Bupati Subang ke Lokasi Diduga Pengrusakan Mangrove di Pondok Bali

PASUNDANEKSPRES.ID - Menyusul viralnya dugaan perusakan lingkungan hutan mangrove di wilayah pesisir Pondok Bali, Kecamatan Legonkulon. Bupati Subang, Reynaldy Putra Andita, turun langsung ke lokasi untuk memastikan kondisi lapangan pada Sabtu (2/5/2026).
Dalam keterangan di media sosial Instagramnya, Reynaldy menegaskan, pemerintah daerah berpegang pada prinsip mengembalikan tata kelola kawasan sesuai dengan keseimbangan alam dan fungsi ekologisnya.
“Kita ada prinsipnya ingin mengembalikan lagi semuanya sesuai dengan tatanan alam, bahwa di sini harus dijaga,” tegas Reynaldy.
Ia menyampaikan, kawasan pesisir Pondok Bali memiliki peran strategis sebagai pelindung alami dari ancaman abrasi dan banjir rob yang selama ini menjadi kekhawatiran masyarakat sekitar.
Karena itu, segala bentuk alih fungsi lahan yang berpotensi merusak lingkungan tidak akan mendapat ruang.
“Alam dan lingkungannya jangan sampai ada alih fungsi lahan ataupun ada penggunaan lahan untuk hal-hal yang tidak bermanfaat atau bahkan merusak ekosistem yang ada,” terangnya.
Keberadaan Mangrove di Pondok Bali
Menurut Reynaldy, keberadaan mangrove bukan sekadar vegetasi pesisir, melainkan bagian penting dari sistem perlindungan lingkungan yang menopang kehidupan masyarakat sekitar.

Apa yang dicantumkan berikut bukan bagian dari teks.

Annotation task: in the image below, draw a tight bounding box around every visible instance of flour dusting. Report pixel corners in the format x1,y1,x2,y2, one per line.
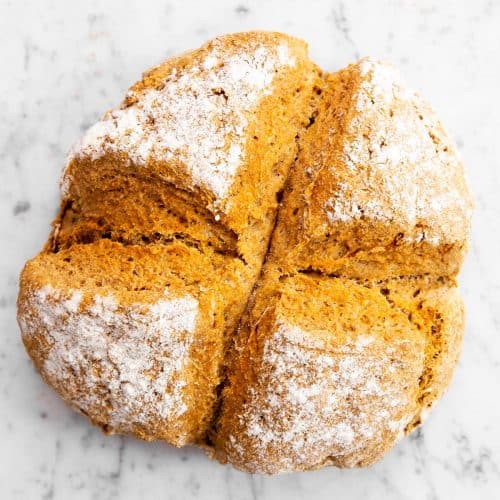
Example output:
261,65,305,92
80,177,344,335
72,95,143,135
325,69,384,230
62,44,295,199
22,285,198,432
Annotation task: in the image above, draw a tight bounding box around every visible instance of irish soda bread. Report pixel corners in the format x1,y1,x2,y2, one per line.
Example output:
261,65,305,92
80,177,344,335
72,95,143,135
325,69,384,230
18,32,472,474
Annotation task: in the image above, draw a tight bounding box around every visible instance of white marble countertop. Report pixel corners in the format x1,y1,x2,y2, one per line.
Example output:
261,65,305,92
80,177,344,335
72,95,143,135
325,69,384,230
0,0,500,500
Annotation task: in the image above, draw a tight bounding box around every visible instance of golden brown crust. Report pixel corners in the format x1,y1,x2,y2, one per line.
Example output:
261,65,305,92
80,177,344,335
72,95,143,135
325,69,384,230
18,32,471,473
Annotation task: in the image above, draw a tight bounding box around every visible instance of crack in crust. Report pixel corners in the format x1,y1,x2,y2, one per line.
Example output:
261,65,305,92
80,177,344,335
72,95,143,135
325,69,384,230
14,33,470,473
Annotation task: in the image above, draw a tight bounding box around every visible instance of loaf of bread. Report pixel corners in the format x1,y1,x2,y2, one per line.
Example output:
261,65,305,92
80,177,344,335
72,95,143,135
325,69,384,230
18,32,472,474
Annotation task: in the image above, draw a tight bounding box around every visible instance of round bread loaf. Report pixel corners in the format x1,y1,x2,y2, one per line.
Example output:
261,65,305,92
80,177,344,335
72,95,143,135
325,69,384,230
18,32,472,474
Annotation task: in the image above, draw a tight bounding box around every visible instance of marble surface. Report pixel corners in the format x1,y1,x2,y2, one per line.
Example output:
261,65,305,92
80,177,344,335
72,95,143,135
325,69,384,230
0,0,500,500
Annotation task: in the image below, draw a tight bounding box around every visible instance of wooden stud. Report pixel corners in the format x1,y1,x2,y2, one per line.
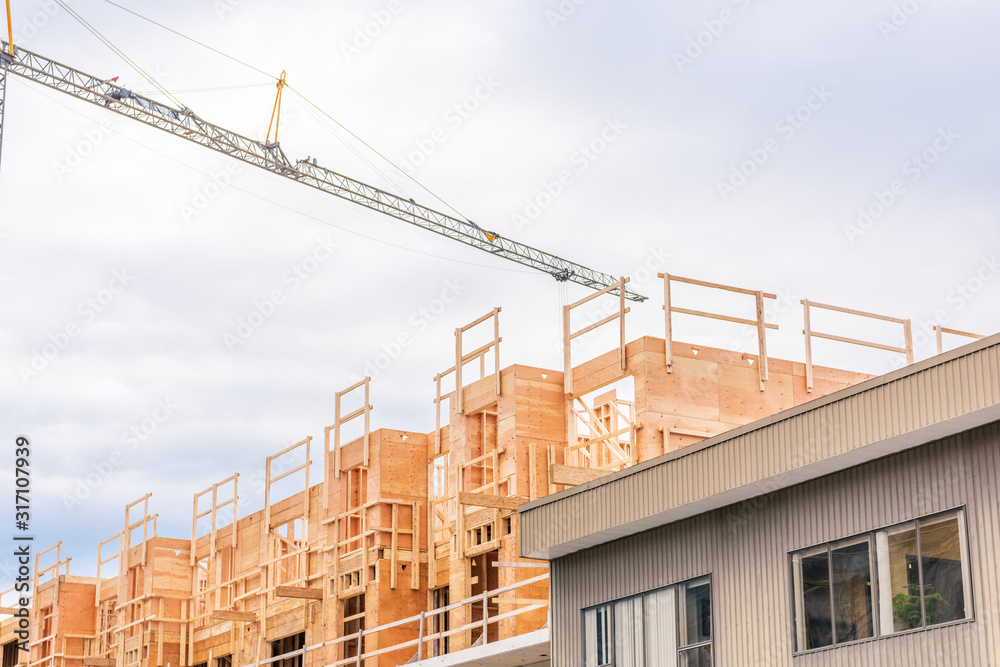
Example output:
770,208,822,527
274,586,323,604
754,290,777,391
658,273,674,373
934,324,986,354
802,299,913,392
455,329,465,415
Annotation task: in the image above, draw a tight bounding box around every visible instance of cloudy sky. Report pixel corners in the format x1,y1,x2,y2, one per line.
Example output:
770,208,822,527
0,0,1000,575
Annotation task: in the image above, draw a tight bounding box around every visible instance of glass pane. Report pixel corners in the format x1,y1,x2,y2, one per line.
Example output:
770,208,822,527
680,646,712,667
801,551,833,649
679,579,712,646
887,524,923,632
614,596,645,667
830,540,875,643
920,514,966,625
583,605,611,667
642,588,677,667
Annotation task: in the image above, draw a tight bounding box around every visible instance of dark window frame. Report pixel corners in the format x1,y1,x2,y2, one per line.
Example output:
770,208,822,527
580,572,717,667
788,505,976,657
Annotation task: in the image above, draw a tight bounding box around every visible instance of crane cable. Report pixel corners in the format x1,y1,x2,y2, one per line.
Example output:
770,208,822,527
92,0,471,220
55,0,184,108
7,0,14,55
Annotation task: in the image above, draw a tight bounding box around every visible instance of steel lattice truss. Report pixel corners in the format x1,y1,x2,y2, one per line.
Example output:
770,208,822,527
0,41,646,301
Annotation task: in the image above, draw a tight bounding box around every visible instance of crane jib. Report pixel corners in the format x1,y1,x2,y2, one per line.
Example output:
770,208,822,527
0,40,646,301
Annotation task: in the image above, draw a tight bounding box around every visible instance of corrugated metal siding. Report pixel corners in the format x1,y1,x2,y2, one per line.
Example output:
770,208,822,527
551,423,1000,667
520,336,1000,554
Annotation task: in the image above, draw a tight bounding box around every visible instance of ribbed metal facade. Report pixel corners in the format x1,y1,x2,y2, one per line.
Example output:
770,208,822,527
551,426,1000,667
520,335,1000,558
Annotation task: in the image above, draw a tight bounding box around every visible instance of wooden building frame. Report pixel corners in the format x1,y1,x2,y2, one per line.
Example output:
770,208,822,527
934,324,986,354
323,376,373,482
657,273,778,391
562,277,632,397
454,307,503,415
801,299,913,393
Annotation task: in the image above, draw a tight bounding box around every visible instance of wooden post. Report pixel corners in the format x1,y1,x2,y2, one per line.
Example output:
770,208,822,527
802,299,812,394
333,391,340,479
903,320,913,366
483,592,490,646
417,612,425,661
754,290,767,391
455,328,465,415
659,273,674,373
563,306,573,396
618,278,628,371
493,306,500,396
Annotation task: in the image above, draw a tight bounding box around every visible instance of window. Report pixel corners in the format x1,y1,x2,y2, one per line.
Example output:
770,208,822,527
271,632,306,667
792,511,969,651
583,577,712,667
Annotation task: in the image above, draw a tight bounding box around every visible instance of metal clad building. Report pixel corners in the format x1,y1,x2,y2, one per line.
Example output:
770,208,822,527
520,336,1000,667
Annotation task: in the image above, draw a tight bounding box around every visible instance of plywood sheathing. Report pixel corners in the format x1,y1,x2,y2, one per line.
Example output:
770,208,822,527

Kerusakan mangrove, kata Reynaldy, dapat memperparah dampak rob yang saat ini saja sudah menjadi ancaman serius.
“Karena kita sama-sama tahu, mangrove di sini merupakan sebuah ekosistem yang harus kita jaga. Bagaimana kebayang kalau mangrovenya kita hancurkan, tanpa dihancurkan pun rob sudah sangat mengkhawatirkan di daerah sini, apalagi kalau sampai mangrove-mangrovenya tergusur,” katanya.
Ia juga menegaskan sikap tegas pemerintah daerah terhadap siapa pun yang terbukti merusak ekosistem Pondok Bali. Ia memastikan tidak akan ada toleransi terhadap aktivitas yang mengancam keberlangsungan lingkungan pesisir.
“Sehingga pada prinsipnya kita tidak mengizinkan siapa pun untuk merusak ekosistem yang ada di daerah Pondok Bali ini,” tutupnya.
Video yang memperlihatkan dugaan pengrusakan kawasan mangrove di wilayah Pondok Bali Subang, Desa Mayangan, Kecamatan Legonkulon, Kabupaten Subang, viral di media sosial dan memicu perhatian publik.
Dalam unggahan yang beredar, sejumlah warga menyoroti adanya aktivitas pembukaan lahan yang disebut-sebut berdampak pada area mangrove di kawasan pesisir tersebut.
Menanggapi viralnya informasi itu, Kapolsek Legonkulon, IPDA Masnoah, menyatakan pihak kepolisian telah melakukan pengecekan langsung ke lokasi melalui anggota di lapangan.